Part of the problem is gratuitous complexity. Some cars require scrolling through six or more steps to change the time on a clock, rather than a single press of a button. Designers are so often besotted with the cult of the digital that they forget that simplicity of the analog is often enough.
It’s an oft-cited fact that the computer power available to the Apollo missions was a fraction of that in a smart phone, yet it was enough to transform the history of mankind. Likewise, although the software involved in the flight management system of a modern airliner is beyond anything imaginable by the men who tamed the swept wing, they were able to invent a simple mechanical device adapted from existing parts to stop the B-47 from zig-zagging all over the sky. And they did that in a couple of weeks.

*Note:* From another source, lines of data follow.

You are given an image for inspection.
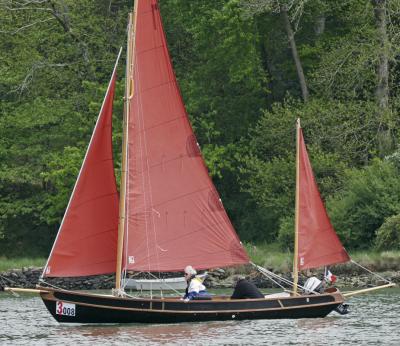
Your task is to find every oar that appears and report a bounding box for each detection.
[4,287,48,293]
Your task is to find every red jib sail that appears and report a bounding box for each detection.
[43,56,118,277]
[123,0,249,272]
[298,128,350,270]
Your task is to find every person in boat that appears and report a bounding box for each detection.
[304,270,336,294]
[183,266,211,301]
[231,276,264,299]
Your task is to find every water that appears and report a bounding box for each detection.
[0,289,400,346]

It may be that a self-aware ignorance was the greatest spur to the Can-do engineers. Or, perhaps you could call it a singular kind of modesty in the face of dauntingly complex adversaries – in a certain personality, realizing how much you don’t know ignites a will to persist for answers, whereas if a computer is demonstrating to you how nasty a problem is you have the option of leaving it for others to solve.
No Can-do is always an option, particularly in the executive suite while pondering the last quarter’s earnings…remember James McNerney’s telling phrase, “the more-for-less world.” (He’s used it more than once.) We have, it would seem, gone from Can-do to No Can-do in two generations.

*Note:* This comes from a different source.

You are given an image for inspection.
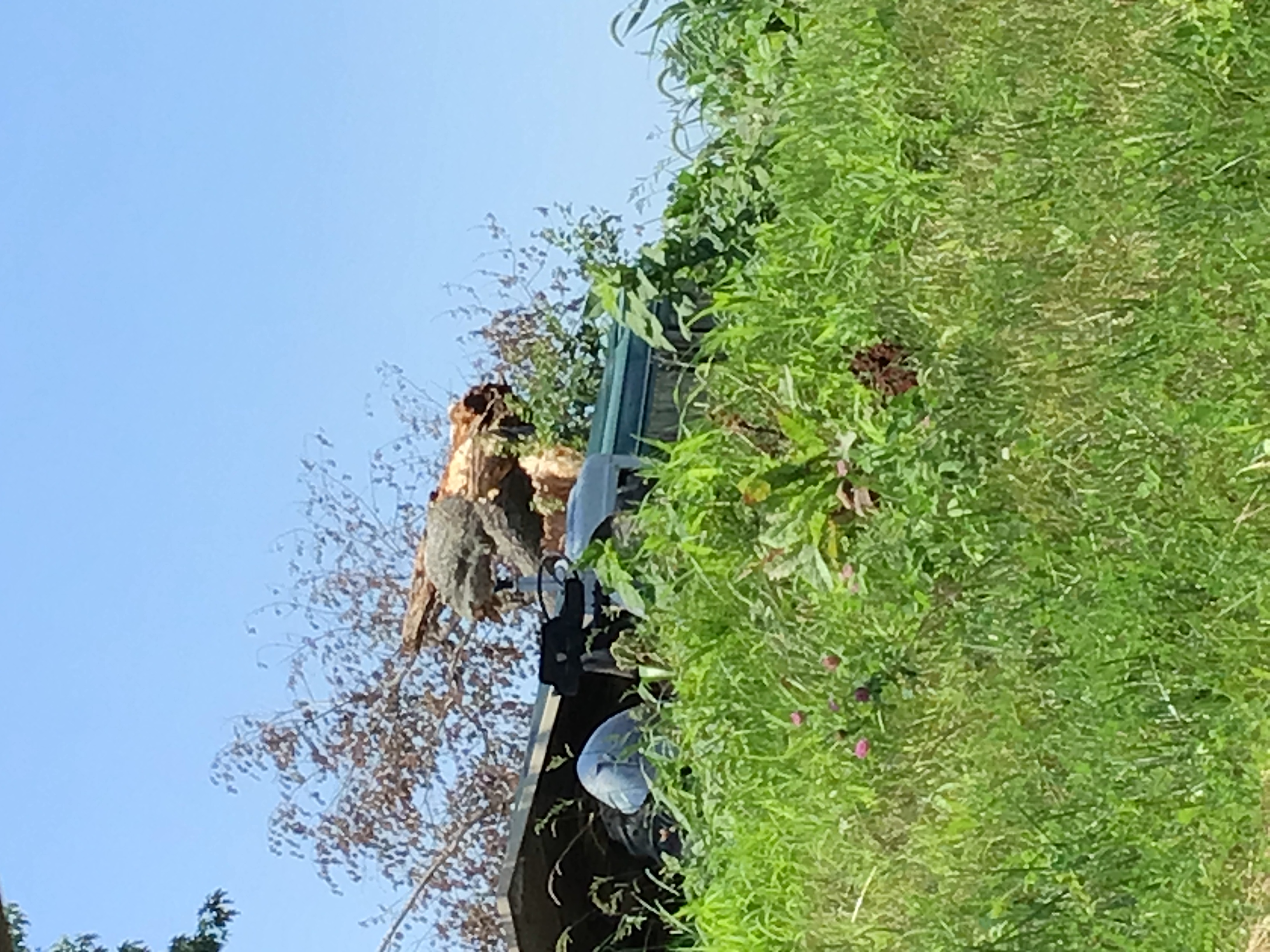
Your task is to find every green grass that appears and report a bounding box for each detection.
[626,0,1270,952]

Modern financial systems – markets that operate like casinos -- and the dominance of shareholder power in large, publicly held corporations have clearly played an inhibiting role. The sheer scale of the capital investment needed today to launch a new airplane program, for example, is a long-term bet that creates a drain on short-term earnings. Wall Street is always pressing for those short-term results; analysts are not easy to sell on the vision thing, for which they have no tools to predict the price.
Compare this with where most innovation occurs in America today: Silicon Valley. Transformative ideas like smart phones and social media come from companies initially bank-rolled by either venture capital funds or individuals. Start-up costs are often a fraction of what a new company can be valued at when it merits an initial public offering. Even when the business model is based on profits being many years away, as in the case of Amazon, the smart money sees the logic of the ultimate design.
One thing that should never be underrated is the indispensable value of the single person driven by a certitude that nothing can shake, whether it’s Steve Jobs or George Schairer.
Before Schairer died in 2004 I talked to him at his home on the shore of Lake Washington. He was long retired. There was a small sport fishing boat tied up at his dock. He had designed the hull, but was dissatisfied with the way it moved through water, particularly in reverse. He was carrying out experiments with a model in a tank to better understand what was happening.
I asked him if water was trickier to deal with than air.
“Air is the easier of the two,” he said. “Air is a terrible mess, we don’t really understand how the air flows over a wing, even now. But the water is worse.”
It would never have occurred to him to give up trying to fix it.